C(n,r), also known as the combination formula or the binomial coefficient, is a fundamental concept in probability theory and combinatorics. It represents the number of ways to choose r items from a set of n items, without regard to order.
congrats on reading the definition of C(n,r). now let's actually learn it.
The formula for C(n,r) is: $C(n,r) = \frac{n!}{r!(n-r)!}$, where n! represents the factorial of n.
C(n,r) is used to calculate the number of possible combinations when selecting r items from a set of n items, without regard to order.
The value of C(n,r) is always an integer, as it represents the number of possible combinations.
C(n,r) is symmetrical, meaning that C(n,r) = C(n,n-r).
The sum of all C(n,r) values for a given n, where r ranges from 0 to n, is equal to 2^n, which represents the total number of possible subsets of a set with n elements.
Review Questions
Explain the purpose and application of the C(n,r) formula in probability topics.
The C(n,r) formula is used to calculate the number of possible combinations when selecting r items from a set of n items, without regard to order.

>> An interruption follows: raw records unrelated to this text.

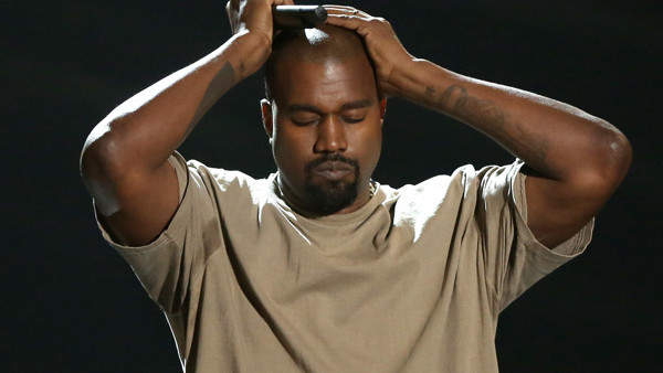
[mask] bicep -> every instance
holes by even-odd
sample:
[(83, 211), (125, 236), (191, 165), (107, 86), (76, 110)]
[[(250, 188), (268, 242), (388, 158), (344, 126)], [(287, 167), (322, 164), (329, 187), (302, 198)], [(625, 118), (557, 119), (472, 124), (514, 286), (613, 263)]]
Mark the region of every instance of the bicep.
[(127, 172), (93, 196), (99, 219), (115, 238), (143, 246), (161, 234), (177, 211), (178, 178), (170, 162), (164, 162), (151, 172)]

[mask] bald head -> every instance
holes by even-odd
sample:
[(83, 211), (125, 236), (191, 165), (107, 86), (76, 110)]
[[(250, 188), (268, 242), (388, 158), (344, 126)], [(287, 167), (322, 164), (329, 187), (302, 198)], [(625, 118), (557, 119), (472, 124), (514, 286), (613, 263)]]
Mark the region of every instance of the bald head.
[[(272, 54), (265, 63), (265, 95), (274, 96), (274, 76), (281, 68), (287, 68), (287, 61), (308, 63), (346, 62), (356, 58), (368, 61), (361, 38), (354, 31), (330, 24), (319, 24), (314, 29), (284, 30), (272, 43)], [(371, 65), (372, 66), (372, 65)], [(371, 68), (370, 74), (375, 71)]]

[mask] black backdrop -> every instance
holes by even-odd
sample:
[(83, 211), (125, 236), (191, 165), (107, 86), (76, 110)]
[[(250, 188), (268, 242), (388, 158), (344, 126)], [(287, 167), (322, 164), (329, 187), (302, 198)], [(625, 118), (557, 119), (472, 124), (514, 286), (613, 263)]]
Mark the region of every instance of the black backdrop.
[[(571, 103), (627, 134), (633, 166), (593, 243), (504, 311), (497, 350), (505, 372), (663, 371), (660, 1), (343, 3), (390, 20), (417, 56)], [(223, 8), (0, 6), (0, 371), (179, 371), (162, 315), (96, 230), (77, 158), (114, 106), (228, 39)], [(181, 152), (254, 177), (273, 171), (261, 89), (257, 76), (233, 88)], [(391, 99), (376, 179), (401, 185), (511, 161), (463, 125)]]

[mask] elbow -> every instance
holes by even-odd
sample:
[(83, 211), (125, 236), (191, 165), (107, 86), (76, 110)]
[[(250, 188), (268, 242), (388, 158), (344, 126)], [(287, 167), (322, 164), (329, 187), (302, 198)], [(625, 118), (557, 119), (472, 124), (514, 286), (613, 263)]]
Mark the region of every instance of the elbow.
[(80, 171), (93, 198), (107, 193), (126, 174), (122, 141), (106, 124), (97, 125), (87, 137), (80, 159)]
[(613, 129), (613, 134), (607, 142), (607, 150), (603, 151), (606, 160), (603, 169), (608, 182), (617, 188), (631, 167), (633, 148), (629, 139), (618, 129)]
[(591, 168), (587, 169), (583, 178), (583, 185), (591, 194), (606, 199), (612, 195), (621, 184), (629, 168), (633, 150), (629, 139), (617, 128), (606, 124), (607, 129), (602, 134), (596, 149), (594, 161)]

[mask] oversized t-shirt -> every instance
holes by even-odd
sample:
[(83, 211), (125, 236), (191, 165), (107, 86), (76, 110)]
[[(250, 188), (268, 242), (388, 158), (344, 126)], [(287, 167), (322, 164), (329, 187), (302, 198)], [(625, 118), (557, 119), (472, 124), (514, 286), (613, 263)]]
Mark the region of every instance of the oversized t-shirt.
[(526, 224), (522, 162), (379, 185), (358, 211), (305, 217), (276, 174), (170, 158), (180, 204), (126, 247), (187, 372), (494, 372), (497, 316), (581, 253)]

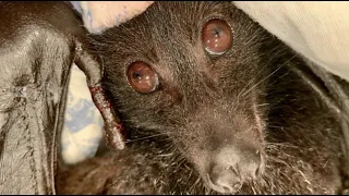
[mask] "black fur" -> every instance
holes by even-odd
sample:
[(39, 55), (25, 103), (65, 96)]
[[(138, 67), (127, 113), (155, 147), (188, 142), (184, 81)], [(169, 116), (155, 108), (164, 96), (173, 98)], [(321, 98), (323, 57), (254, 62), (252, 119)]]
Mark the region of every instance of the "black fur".
[[(220, 57), (203, 49), (213, 17), (232, 29)], [(261, 175), (236, 194), (336, 194), (341, 188), (335, 114), (289, 68), (302, 59), (231, 2), (155, 2), (137, 17), (91, 35), (103, 85), (129, 133), (125, 150), (72, 167), (60, 194), (218, 194), (205, 172), (222, 148), (262, 156)], [(142, 95), (125, 69), (148, 62), (158, 90)], [(244, 151), (251, 149), (251, 151)], [(242, 168), (244, 166), (241, 166)]]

This is a fundamental concept in probability theory, as it helps determine the number of favorable outcomes in a sample space. For example, when calculating the probability of drawing a specific combination of cards from a deck, the C(n,r) formula can be used to determine the total number of possible combinations, which is then used to calculate the probability of the desired outcome.
Describe the relationship between C(n,r) and the concept of permutations.
While C(n,r) represents the number of combinations, permutations deal with the arrangement of items in a specific order. The relationship between the two is that the number of permutations of r items from a set of n items is given by P(n,r) = n! / (n-r)!, whereas the number of combinations is given by C(n,r) = n! / (r!(n-r)!). The key difference is that permutations consider the order of the items, while combinations do not.
Analyze how the C(n,r) formula can be used to calculate the probability of specific events in probability topics.
The C(n,r) formula is a crucial tool in calculating probabilities in various probability topics. For example, when calculating the probability of obtaining a specific number of successes in a series of independent Bernoulli trials, the C(n,r) formula can be used to determine the number of ways the successes can occur, which is then multiplied by the probability of each success to obtain the overall probability. Additionally, in the context of discrete probability distributions, such as the binomial distribution, the C(n,r) formula is used to calculate the probability mass function, which is a fundamental concept in probability theory.
Related terms
Permutation: The arrangement of a set of items in a specific order, where the order of the items matters.
Factorial: The product of all positive integers less than or equal to a given positive integer.
Probability: The measure of the likelihood that an event will occur, expressed as a number between 0 and 1.